If this is in any way true or “actual”, we can clearly see that the heart, as the nexus for all emotional expression, is primary and the mind is secondary. Further, if we have the mind of Christ, our minds are entrusted with “bringing into captivity every thought to the obedience of Christ” {2 Cor 10:5}; those thoughts which are, of course, first experienced in the heart with the hope that the mind will integrate into the existential tapestry of a man’s nominative I the ongoing truth of Christ who is all on all.

Yet, I say again, the battle between “what-is” and “what-is not” is waged in the heart, and it is here where salvation both begins and “ends” so to speak and it is here in which the wondrous Truths of the Gospel might be gleaned, only later to be “comprehended” by the rational faculties. God does not desire “disembodied intellectuals” as the bride for His beloved (for we all know what kind of impotent, dialectical weaklings such “disembodied intellectuals” are, and what bad company too!), but passionate lovers that will move even Christ’s heart to exclaim: “How beautiful is your love, my sister, my bride! How much better is your love than wine, and the fragrance of your oils than any spice!” {Song 4:10}

One’s “emotions” – even those which are particularly powerful, moving, and seemingly decisive – should not, however, be blindly used as the arbiter to decipher between “what is” and “what is not”, whether crucial, vital, banal, or otherwise. Instead, they should, as with all things, be freely allowed to come under the dominion of Christ,  His Spirit, and their written testimony to man. That written testimony, given that it is written and has come down to us little changed from the time it was composed (a marvel in and of itself), which, as written, presents itself as the standard and plumbline for whatever “truth” man might effectually glean from a transcendent God at all, is, in every way, the standard and exemplar that must be used, among many things, as a means to successfully integrate said emotions into the overarching narrative tapestry inexhaustibly narrated by one’s nominative I. Without the written Word which is Christ and speaks of and for Him in ways too innumerable to mention, and also without the ministry of the Spirit who helps us in our weakness to overcome our natural reluctance to glorify Him in spirit and truth, man would have no ground nor basis to be able to consistently “make sense” of his emotions in a manner that might prove “productive” at all, which is to say, “teleologically oriented upon a certain fixed point toward which the sum of a man’s works might build and be measured by”; that fixed point which is Christ Himself, His image we are being daily conformed if, in fact, the Spirit dwells in us in the first place.

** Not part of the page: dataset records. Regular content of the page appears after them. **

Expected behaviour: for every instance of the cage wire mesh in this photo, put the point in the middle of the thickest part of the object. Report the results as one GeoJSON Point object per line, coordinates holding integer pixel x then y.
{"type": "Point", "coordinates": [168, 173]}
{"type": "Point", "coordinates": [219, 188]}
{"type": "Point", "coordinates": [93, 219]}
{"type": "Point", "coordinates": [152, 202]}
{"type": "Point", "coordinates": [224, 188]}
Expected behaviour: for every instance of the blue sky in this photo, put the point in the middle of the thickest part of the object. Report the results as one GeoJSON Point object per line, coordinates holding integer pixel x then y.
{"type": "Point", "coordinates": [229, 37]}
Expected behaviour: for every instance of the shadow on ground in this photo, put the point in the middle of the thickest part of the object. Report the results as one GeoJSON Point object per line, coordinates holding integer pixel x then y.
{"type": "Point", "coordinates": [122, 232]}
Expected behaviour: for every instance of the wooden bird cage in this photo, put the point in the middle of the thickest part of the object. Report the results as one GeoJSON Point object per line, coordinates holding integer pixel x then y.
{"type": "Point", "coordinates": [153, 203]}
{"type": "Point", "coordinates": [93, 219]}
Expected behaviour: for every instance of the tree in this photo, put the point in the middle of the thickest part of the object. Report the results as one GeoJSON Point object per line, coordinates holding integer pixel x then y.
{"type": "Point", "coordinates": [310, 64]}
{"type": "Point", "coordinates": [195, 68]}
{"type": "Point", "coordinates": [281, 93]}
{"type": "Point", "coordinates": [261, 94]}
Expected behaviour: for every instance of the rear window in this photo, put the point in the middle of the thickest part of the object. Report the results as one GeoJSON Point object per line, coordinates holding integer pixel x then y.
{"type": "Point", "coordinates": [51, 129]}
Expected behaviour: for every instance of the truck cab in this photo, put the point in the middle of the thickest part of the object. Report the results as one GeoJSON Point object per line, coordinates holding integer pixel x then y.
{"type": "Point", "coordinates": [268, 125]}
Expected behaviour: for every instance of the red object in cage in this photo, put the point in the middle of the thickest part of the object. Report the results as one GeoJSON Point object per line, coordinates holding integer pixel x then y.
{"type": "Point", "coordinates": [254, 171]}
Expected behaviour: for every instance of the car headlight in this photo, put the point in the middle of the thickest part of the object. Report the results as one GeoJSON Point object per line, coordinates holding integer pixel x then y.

Man must live in that way which only finite man can, which is to say, as one who has full freedom of will, absolute autonomy, and complete and total responsibility but with ever his mind inclined to that “greater and much more emphatic truth” that he has no such free will but only lives and does at the sole behest of He who alone has the power to will and do and act in an ultimate and transcendent capacity. Having this mind, a man will more be able to readily assume responsibility for his damnable sins and also more likely to give glory to God when good and right find him by the hands of He who alone has the power to abound such things for His glory and good pleasure.

God does not change. Only man changes or at least perceives he changes.

Change is an innate form of lying that is solely the province of man; that man tells lies about who he is in order to distance himself or even escape from the lie of one’s past so that he might project another lie into the future, of which, when he eventually catches up with that lie, he will then have to repeat the revolutions of his lies so that he might distance himself from that lie and so on and so forth. Such is how man who is himself a deception “moves” or “progresses” through life, or at least believes he moves and progresses.

God, however, does not lie, He is not a lie and does not progress.

God the Father, as everlasting, eternal, timeless, and spaceless cannot at any single time change because He is not singularly at and in any one time or place at all but is, in fact, beyond finitude and form and is everywhere and at all times forever.

Time and space are mutually contingent on the other for their actuality.